None of this is meant to belittle the honest doubter; I take the hardest questions seriously and weigh them in these pages too. I simply find that, taken together, the world we actually meet — its existence, its order, its moral weight, and the figure of Christ at the center of history — is better accounted for by a reasonable Christian faith than by materialism. The pages in this section make the case.

Summary

Adult converts to Jehovah's Witnesses are generally very impressed by the apparent biblical knowledge of the Witness who conducted a 'Bible study' with them. The convert likely had very little knowledge of the Bible and orthodox Christian teaching, so they find 'discoveries' like Psalm 83:18 (the name "Jehovah") and logical assumptions such as 'how could a loving God condemn people to an eternity in hell?' convincing. But these 'discoveries' are in fact very superficial and ignorant of the theological depth of traditional Christian teaching.
In fact, Jehovah's Witnesses are like your local postal carrier. Just as a postal carrier knows the addresses and associated names along a route, but knows little about the people living at those addresses, so Jehovah's Witnesses know all the Bible verses they can 'cherry-pick' to support their beliefs (as these inevitably change), but they are ignorant of the Scriptural and historical context of those verses. The postal carrier may believe that Mrs. Jones of 1547 Main Street is a senior because she receives mail from AARP, but he knows little else: he does not know, for example, that Mrs. Jones has been a widow for five years, has three adult children living in other states, and her late husband's name was Arthur. He does not know Mrs. Jones' actual age or her interests in life. (Okay, he may know she likes quilting because she receives monthly issues of "Quilting Today" magazine.) But you get the point: he knows only superficial things about the people to whom he delivers mail. What he thinks he knows about Mrs. Jones is merely his human reasoning based on limited information, and nothing more. If Jesus founded a Church and gave the Holy Spirit to enlighten and direct that Church, then what that Church believes and teaches does not have to change and can rightly be said to be "infallible" since neither Jesus nor the Holy Spirit can err or lie.
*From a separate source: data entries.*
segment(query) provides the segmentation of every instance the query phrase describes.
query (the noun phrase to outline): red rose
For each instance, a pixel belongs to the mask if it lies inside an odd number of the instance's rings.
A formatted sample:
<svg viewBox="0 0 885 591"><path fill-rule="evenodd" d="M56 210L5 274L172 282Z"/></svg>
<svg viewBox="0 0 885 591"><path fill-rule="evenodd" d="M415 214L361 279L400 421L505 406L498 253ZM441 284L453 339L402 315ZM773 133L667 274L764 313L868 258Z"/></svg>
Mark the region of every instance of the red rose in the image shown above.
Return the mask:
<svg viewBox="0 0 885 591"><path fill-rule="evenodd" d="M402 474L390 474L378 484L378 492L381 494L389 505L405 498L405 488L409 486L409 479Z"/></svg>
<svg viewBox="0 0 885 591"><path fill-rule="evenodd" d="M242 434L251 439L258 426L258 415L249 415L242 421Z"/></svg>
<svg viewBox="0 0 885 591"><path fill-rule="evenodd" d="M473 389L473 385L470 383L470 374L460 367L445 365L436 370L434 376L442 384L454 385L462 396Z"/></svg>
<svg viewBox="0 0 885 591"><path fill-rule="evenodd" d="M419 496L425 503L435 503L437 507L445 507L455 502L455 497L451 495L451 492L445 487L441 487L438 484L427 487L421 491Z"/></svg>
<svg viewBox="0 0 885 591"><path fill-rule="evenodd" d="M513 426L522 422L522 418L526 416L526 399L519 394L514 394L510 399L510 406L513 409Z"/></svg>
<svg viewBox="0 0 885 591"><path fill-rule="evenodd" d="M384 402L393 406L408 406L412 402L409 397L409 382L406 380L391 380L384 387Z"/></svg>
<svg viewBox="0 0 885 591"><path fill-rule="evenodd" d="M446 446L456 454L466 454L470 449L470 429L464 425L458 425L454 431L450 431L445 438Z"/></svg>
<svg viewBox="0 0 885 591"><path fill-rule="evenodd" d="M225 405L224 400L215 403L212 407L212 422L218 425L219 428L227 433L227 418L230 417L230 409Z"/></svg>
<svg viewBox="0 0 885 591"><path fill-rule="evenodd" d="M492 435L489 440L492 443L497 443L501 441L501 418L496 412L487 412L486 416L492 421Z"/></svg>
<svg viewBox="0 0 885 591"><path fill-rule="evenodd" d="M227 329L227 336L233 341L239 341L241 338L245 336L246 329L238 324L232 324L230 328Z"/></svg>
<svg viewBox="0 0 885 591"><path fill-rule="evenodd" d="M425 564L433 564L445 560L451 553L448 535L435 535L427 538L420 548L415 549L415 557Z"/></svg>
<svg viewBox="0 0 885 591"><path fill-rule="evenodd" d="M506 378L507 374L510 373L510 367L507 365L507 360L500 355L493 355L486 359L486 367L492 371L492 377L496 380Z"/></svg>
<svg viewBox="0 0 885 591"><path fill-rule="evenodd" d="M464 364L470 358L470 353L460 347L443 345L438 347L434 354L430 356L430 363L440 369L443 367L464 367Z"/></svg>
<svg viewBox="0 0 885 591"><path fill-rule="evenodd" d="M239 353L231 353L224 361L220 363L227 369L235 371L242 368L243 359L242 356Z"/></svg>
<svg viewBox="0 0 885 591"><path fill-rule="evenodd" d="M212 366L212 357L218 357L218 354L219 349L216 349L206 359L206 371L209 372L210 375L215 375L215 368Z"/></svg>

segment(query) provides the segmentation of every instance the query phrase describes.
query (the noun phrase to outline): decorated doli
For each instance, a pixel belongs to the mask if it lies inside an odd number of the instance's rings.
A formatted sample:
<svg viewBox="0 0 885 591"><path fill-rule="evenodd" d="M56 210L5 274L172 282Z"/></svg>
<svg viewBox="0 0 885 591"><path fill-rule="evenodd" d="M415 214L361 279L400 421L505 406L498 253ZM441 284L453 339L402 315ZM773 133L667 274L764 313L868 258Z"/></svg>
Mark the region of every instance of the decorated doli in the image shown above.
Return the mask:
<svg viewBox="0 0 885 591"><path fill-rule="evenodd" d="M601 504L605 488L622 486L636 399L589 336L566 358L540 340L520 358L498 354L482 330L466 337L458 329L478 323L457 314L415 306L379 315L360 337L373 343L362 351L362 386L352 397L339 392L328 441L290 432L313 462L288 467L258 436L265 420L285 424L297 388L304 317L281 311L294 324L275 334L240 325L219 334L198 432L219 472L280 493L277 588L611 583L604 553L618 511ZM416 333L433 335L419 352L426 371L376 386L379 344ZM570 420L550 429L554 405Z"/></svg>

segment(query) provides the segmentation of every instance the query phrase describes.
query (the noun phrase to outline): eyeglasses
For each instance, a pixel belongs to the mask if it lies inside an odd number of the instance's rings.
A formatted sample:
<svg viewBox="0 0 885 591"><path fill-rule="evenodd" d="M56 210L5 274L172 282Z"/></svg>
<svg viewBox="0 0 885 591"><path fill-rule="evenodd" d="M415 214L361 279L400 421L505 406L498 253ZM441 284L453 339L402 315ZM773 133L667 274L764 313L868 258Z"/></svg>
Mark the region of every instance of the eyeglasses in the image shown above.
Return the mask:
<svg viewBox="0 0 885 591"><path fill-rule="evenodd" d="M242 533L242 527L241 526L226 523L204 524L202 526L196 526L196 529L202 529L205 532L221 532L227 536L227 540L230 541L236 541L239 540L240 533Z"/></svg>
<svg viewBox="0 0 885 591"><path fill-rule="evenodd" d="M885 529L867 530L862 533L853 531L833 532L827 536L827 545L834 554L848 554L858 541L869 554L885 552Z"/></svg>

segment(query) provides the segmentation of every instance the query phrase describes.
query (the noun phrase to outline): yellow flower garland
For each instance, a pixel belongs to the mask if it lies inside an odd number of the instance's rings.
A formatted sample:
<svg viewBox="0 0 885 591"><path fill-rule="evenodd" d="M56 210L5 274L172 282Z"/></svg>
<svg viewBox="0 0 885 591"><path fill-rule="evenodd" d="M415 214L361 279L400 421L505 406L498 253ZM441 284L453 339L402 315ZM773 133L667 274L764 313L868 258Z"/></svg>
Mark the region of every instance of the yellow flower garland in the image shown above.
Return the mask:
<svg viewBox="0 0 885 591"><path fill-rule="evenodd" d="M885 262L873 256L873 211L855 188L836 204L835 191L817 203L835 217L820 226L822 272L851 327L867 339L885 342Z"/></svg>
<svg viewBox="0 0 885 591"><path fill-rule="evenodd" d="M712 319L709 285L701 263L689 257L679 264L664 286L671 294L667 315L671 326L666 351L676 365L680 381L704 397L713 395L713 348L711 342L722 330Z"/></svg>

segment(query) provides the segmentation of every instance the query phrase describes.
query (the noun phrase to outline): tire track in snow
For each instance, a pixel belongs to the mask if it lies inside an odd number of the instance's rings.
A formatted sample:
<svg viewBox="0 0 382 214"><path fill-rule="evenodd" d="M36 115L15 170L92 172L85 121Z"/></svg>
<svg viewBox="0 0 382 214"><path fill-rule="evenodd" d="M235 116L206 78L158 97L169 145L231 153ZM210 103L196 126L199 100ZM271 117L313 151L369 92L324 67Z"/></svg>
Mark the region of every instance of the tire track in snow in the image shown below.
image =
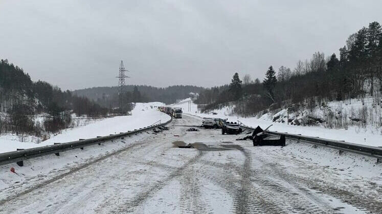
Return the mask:
<svg viewBox="0 0 382 214"><path fill-rule="evenodd" d="M171 180L182 176L185 170L194 164L198 159L201 157L203 154L201 152L198 152L196 156L191 158L181 167L179 167L175 171L171 172L165 179L155 182L152 185L149 186L149 188L146 191L138 193L132 200L127 201L124 203L123 204L120 205L113 212L126 213L133 212L137 207L142 204L145 200L150 198L155 193L167 185Z"/></svg>

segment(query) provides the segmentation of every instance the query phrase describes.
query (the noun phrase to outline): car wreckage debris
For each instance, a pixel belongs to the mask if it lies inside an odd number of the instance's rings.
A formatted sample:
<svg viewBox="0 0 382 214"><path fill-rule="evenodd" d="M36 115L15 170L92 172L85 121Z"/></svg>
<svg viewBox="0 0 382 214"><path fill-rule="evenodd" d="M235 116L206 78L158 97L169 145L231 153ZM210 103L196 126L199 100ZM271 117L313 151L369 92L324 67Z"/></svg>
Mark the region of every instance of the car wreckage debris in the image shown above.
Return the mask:
<svg viewBox="0 0 382 214"><path fill-rule="evenodd" d="M199 129L197 128L190 128L186 130L187 131L199 131Z"/></svg>
<svg viewBox="0 0 382 214"><path fill-rule="evenodd" d="M269 126L265 129L266 130ZM271 136L266 134L265 131L260 126L258 126L252 133L251 136L246 136L243 138L236 139L237 141L245 141L247 140L252 140L253 142L253 146L285 146L285 136L282 135L279 139L266 139L266 138Z"/></svg>
<svg viewBox="0 0 382 214"><path fill-rule="evenodd" d="M193 148L195 147L194 147L194 146L191 145L191 144L189 143L188 145L186 145L186 146L178 146L178 148L189 149L189 148Z"/></svg>

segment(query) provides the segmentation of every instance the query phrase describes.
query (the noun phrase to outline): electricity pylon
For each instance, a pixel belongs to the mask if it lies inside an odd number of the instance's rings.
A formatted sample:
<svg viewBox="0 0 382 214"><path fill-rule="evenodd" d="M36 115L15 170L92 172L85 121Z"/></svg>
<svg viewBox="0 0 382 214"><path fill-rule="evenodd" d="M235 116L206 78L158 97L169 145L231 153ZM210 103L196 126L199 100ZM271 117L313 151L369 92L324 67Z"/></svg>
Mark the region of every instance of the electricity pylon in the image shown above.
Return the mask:
<svg viewBox="0 0 382 214"><path fill-rule="evenodd" d="M125 78L129 77L125 75L125 71L129 71L125 69L125 66L123 66L123 61L121 61L121 64L119 66L119 75L117 78L119 79L118 81L118 95L119 96L119 111L122 112L124 110L123 103L123 90L125 88Z"/></svg>

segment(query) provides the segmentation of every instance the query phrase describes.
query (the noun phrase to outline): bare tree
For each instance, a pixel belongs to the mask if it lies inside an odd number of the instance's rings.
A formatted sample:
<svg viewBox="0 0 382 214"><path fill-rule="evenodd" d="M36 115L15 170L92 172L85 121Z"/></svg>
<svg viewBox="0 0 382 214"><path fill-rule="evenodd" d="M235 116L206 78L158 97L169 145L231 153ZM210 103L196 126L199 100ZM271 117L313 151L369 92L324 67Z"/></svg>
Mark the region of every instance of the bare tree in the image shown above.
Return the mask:
<svg viewBox="0 0 382 214"><path fill-rule="evenodd" d="M290 68L282 65L281 67L279 68L277 79L279 81L281 82L286 81L290 78L291 73Z"/></svg>
<svg viewBox="0 0 382 214"><path fill-rule="evenodd" d="M310 69L311 71L323 71L325 70L326 67L326 62L324 53L320 53L318 51L313 54L312 59L310 60Z"/></svg>
<svg viewBox="0 0 382 214"><path fill-rule="evenodd" d="M308 73L310 72L310 64L308 62L308 60L305 60L304 63L304 72L303 72L304 74Z"/></svg>
<svg viewBox="0 0 382 214"><path fill-rule="evenodd" d="M302 74L304 72L304 63L301 61L299 60L297 62L297 64L296 65L296 68L294 70L295 75L299 76Z"/></svg>
<svg viewBox="0 0 382 214"><path fill-rule="evenodd" d="M243 77L243 85L244 86L248 86L250 85L252 82L251 75L250 74L245 74Z"/></svg>

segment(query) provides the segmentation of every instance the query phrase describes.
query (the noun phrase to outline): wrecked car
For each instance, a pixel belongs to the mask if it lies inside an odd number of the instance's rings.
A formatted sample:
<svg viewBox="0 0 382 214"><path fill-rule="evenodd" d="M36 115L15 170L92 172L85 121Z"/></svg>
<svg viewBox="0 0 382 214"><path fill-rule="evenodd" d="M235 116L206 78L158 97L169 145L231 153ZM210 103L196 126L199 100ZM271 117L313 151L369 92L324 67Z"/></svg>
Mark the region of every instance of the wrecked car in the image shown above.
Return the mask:
<svg viewBox="0 0 382 214"><path fill-rule="evenodd" d="M270 135L265 132L268 128L272 126L268 126L265 130L263 130L258 126L251 136L247 136L243 138L236 139L237 141L245 141L252 140L253 146L285 146L285 136L282 135L278 139L267 139L271 137Z"/></svg>
<svg viewBox="0 0 382 214"><path fill-rule="evenodd" d="M224 121L221 123L221 134L224 135L238 135L241 133L242 130L240 125L236 122L227 122Z"/></svg>
<svg viewBox="0 0 382 214"><path fill-rule="evenodd" d="M201 122L201 125L206 128L221 128L221 124L226 120L227 119L205 117L203 118L203 121Z"/></svg>

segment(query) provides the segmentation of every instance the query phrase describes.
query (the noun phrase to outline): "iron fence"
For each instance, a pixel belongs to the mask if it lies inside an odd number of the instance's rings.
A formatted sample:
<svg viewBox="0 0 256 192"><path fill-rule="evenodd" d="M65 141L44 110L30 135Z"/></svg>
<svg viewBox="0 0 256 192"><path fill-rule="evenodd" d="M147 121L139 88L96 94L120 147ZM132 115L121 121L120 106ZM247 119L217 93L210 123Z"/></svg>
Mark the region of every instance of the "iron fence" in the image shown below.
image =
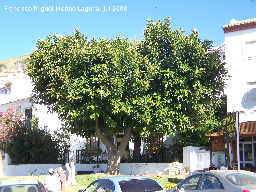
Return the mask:
<svg viewBox="0 0 256 192"><path fill-rule="evenodd" d="M106 150L75 150L70 151L69 162L75 163L106 163L108 152ZM183 149L153 149L141 150L140 154L135 157L134 150L125 151L120 163L170 163L174 161L183 163Z"/></svg>
<svg viewBox="0 0 256 192"><path fill-rule="evenodd" d="M63 152L52 154L44 152L29 152L23 164L65 164L66 159Z"/></svg>

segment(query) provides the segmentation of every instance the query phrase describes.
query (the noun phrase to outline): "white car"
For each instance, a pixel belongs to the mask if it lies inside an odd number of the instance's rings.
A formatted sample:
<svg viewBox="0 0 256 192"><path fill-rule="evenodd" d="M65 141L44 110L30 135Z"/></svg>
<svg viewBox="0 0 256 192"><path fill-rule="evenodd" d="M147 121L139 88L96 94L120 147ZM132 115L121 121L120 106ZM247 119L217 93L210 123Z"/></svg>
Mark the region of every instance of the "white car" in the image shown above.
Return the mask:
<svg viewBox="0 0 256 192"><path fill-rule="evenodd" d="M256 192L256 173L242 170L214 170L193 174L167 192Z"/></svg>
<svg viewBox="0 0 256 192"><path fill-rule="evenodd" d="M153 179L141 176L114 176L95 180L78 192L166 192Z"/></svg>
<svg viewBox="0 0 256 192"><path fill-rule="evenodd" d="M46 192L39 180L19 180L0 182L0 192Z"/></svg>

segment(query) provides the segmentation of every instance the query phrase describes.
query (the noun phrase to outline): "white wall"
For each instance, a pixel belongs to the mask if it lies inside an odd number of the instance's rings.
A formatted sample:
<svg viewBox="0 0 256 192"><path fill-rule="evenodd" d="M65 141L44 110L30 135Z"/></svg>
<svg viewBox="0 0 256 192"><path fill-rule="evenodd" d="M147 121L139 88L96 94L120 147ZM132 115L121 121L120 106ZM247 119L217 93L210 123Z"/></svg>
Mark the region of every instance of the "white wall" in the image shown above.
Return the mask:
<svg viewBox="0 0 256 192"><path fill-rule="evenodd" d="M9 160L8 160L9 159ZM46 175L49 169L55 169L62 166L60 164L19 165L16 166L8 165L10 159L7 154L5 159L2 160L4 176L25 176L29 174L29 171L36 169L34 174L37 175ZM92 167L95 164L75 164L75 173L78 171L93 171ZM107 164L100 164L101 170L105 172L107 170ZM169 163L121 163L120 173L123 175L168 175L169 174Z"/></svg>
<svg viewBox="0 0 256 192"><path fill-rule="evenodd" d="M221 155L222 162L225 163L224 152L213 151L212 162L216 166L218 165L218 155ZM213 154L214 155L213 155ZM193 170L203 169L210 166L210 151L204 150L198 147L187 146L183 148L183 163L182 167L188 167L193 173ZM9 159L9 160L8 160ZM50 168L55 169L61 166L59 164L53 165L19 165L18 166L8 165L10 159L6 154L5 159L3 160L4 175L5 176L25 176L29 174L29 171L37 171L34 174L37 175L47 173ZM93 171L92 167L95 164L75 164L76 174L78 171ZM101 170L104 172L107 169L107 164L100 164ZM121 163L120 173L123 175L168 175L170 163ZM65 167L63 167L65 169Z"/></svg>
<svg viewBox="0 0 256 192"><path fill-rule="evenodd" d="M225 154L224 152L212 152L212 162L216 167L220 166L220 163L225 164ZM221 162L218 164L218 156L221 156ZM187 146L183 148L183 166L193 170L202 170L208 168L210 164L210 154L209 150L205 150L199 147Z"/></svg>
<svg viewBox="0 0 256 192"><path fill-rule="evenodd" d="M256 59L244 58L247 51L244 49L245 42L253 41L256 41L256 28L225 34L226 66L231 76L226 81L225 90L228 112L256 110L256 99L248 99L247 95L248 88L256 85L246 85L247 82L256 82ZM250 51L256 53L256 49ZM255 121L255 114L242 113L239 114L239 122Z"/></svg>

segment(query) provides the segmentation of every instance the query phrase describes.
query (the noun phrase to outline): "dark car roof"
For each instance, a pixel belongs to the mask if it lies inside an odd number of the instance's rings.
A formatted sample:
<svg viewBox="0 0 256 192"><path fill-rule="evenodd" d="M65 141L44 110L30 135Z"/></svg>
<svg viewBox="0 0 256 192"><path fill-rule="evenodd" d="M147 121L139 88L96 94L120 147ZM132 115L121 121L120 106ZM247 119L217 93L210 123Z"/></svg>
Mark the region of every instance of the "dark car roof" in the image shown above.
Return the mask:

Most Witnesses who have been to Bethel (Brooklyn) know of the Bethel Library and the Gilead Library. But few are aware that there was a third library, located near the Writing Department that was 'off-limits' to the Bethel Family and Gilead Students. This was a library containing hundreds of Christendom's commentaries, which were only to be read and used by the Writing Department. The Watchtower writing staff have always used Christendom's Biblical commentaries, simply picking and choosing those findings that align with the organization's current beliefs and practices. They have little to no genuine scholarship of their own.
In other words — and as I can testify, having worked at Bethel in the Service Department and in contact with the Writing Department during those years — the only correct understanding Jehovah's Witnesses have of Christianity are those beliefs that align with mainstream Christian doctrines, while those beliefs that are peculiar to Jehovah's Witnesses are contrary to Scriptural and historical truth.
I believe an honest investigation leads inevitably to the conclusion that Jehovah's Witnesses are a man-made religion born of fallible human interpretation and a superficial understanding of Scriptural and historical context, a natural product of its time and human reasoning similar to other 'restorationist' sects such as Latter Day Saints ("Mormons") and Seventh Day Adventists.